Toasts Turn to Water Cannons as China, Vietnam Spar on Seas (1)

The crews from the Vietnamese and Chinese coast guards shook hands and took photos as they met last month, sharing platters of fruit and raising their glasses for a toast. Now, they are in a tense standoff in the South China Sea.

“The two sides were very happy and united,” Lt. Colonel Phan Duy Cuong, the operations assistant of Vietnam’s Coast Guard Command, said of the April 15 ceremony. “We toasted each other with wine. They went on our boat and we went on theirs.”

Ships No. 8003 and 2007 sailed alongside two Chinese coast guard vessels for three days in the Gulf of Tonkin. A month later, at least one of those Chinese boats has been spotted helping guard an oil rig that Vietnam is demanding be removed from contested waters about 140 miles (225 kilometers) off its coast, according to Cuong.

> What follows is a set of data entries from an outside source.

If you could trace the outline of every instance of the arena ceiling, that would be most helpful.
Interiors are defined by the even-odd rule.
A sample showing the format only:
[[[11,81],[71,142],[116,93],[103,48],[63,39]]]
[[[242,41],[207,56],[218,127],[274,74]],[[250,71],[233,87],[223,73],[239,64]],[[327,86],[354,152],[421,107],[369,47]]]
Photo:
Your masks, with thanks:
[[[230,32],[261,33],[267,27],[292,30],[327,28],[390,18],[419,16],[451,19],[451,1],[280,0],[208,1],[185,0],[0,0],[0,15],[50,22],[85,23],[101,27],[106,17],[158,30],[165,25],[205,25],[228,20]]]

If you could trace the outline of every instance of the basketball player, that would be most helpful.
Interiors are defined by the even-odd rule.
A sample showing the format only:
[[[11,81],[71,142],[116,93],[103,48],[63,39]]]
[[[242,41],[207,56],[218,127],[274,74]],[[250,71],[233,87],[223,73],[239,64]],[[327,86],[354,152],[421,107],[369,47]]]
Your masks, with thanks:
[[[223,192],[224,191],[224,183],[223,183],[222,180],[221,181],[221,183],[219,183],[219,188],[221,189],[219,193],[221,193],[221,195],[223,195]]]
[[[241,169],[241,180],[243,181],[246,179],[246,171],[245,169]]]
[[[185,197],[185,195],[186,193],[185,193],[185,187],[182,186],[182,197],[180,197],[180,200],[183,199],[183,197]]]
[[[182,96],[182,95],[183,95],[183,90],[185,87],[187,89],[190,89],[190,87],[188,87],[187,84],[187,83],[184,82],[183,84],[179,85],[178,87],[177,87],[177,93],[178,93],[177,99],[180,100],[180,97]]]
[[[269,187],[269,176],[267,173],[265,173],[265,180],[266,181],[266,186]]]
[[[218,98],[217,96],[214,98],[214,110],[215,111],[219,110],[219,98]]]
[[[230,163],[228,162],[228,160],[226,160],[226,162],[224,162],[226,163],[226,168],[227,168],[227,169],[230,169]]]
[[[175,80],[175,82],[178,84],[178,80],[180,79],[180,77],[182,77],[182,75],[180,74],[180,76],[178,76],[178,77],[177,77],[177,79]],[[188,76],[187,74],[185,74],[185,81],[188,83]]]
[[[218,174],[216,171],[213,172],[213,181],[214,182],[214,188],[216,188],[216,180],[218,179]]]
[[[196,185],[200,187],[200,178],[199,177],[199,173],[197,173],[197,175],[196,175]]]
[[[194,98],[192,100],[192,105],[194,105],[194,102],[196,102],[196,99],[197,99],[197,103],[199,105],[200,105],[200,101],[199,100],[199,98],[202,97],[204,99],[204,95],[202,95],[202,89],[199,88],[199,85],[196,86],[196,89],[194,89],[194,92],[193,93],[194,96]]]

The dispute over the rig near the Paracel Islands reflects a renewed chill between the two Communist nations after efforts to draw them closer together, including a flurry of official visits last year. Both China and the U.S. have targeted Vietnam as a potential partner to bolster their influence in the region.

“We were working together just days before, but now there is a line dividing us,” Cuong said on board boat 8003, which carried a crew of 50 plus 100 live chickens in a pen on the stern. “I’m very sad.” While on the joint patrol in April, the boats together inspected Chinese and Vietnamese fishing boats.